La juridiction de Toulouse comptera entre 20 et 200 assesseurs, ce qui poussera le roi à y limiter le nombre autorisé à 24. Celle de Montpellier n’aura jamais plus de 15 à 20 assesseurs. En 1673, les assesseurs de juridiction se sont plaints d’être écarté du pouvoir de décision.

Les huissiers sont chargés de la police des audiences, et ont en général un rôle d’exécution dans la juridiction. Ce sont des officiers qui achètent leurs charges au Roi. L’édit de 1691 prévoit la création d’une seule charge, mais le roi multiplie ces charges (besoin d’argent), et les huissiers finissent par se disputer leurs émoluments, ce qui entrave la juridiction.

Le greffe de la juridiction est composé d’officiers. Les juges consuls tenteront de sauvegarder la gratuité de la juridiction lorsque le greffe augmentera les droits payés par le plaideur pour la délivrance des actes. L’intendant prendra un règlement fixant définitivement tous les droits qui pourront être perçus par le greffe. Il s’agit d’une copie de la taxation de la Bourse de Toulouse.

Compétences

La juridiction consulaire de Montpellier a les mêmes compétences que les autres juridictions du Royaume, mais le Parlement de Toulouse en est peu respectueux : au XVIIIème, le Conseil du Roi cassera beaucoup d’arrêts ayant accepté de connaître en appel des affaires d’un montant inférieur à 500 livres, ou obligeant les plaideurs à aller devant lui pour rendre exécutoire des sentences exécutoires par provision.

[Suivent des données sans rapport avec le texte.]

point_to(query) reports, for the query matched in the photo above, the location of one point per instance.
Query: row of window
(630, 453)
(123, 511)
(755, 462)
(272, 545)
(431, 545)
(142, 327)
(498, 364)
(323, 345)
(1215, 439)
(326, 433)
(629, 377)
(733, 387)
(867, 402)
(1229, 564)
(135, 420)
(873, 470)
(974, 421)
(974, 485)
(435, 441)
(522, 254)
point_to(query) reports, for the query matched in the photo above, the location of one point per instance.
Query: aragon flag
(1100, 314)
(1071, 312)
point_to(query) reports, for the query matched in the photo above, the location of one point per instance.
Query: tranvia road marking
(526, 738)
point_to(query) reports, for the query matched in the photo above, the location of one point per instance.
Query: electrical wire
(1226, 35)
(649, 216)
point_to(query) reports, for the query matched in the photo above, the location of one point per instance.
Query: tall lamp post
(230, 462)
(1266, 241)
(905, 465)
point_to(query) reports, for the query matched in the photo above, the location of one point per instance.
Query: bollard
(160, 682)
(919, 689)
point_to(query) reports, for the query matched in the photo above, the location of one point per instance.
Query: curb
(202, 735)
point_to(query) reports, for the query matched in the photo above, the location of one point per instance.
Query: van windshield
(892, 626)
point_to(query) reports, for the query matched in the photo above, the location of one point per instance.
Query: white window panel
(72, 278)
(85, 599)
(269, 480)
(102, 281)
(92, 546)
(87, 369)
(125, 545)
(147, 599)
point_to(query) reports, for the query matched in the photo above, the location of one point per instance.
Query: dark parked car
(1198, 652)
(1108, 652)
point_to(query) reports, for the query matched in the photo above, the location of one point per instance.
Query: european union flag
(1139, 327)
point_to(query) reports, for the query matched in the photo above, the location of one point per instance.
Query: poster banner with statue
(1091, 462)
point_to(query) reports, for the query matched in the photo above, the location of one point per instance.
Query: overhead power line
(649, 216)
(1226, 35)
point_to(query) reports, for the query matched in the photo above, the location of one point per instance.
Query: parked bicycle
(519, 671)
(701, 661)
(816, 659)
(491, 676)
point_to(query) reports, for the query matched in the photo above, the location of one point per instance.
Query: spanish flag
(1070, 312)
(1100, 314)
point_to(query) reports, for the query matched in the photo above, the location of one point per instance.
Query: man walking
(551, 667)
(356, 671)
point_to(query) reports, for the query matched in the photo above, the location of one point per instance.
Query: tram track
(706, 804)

L’activité de la juridiction

Le bilan de la Bourse de Montpellier est très positif : entre 1691 et 1791, elle a rendu entre 100 et 200 sentences chaque année. Elle a aussi d’autres compétences, telles que l’examen des bilans lors des faillites,… Les affaires les plus courantes sont relatives aux contrats de vente et aux effets de commerce.

Le bilan des juridictions consulaires est positif, malgré le problème des compétences. La Révolution, qui détestait les juridictions d’exception (perçues comme des privilèges), les conservera car elles ont fait leurs preuves, et parce que le système de l’élection est conforme aux idées révolutionnaires.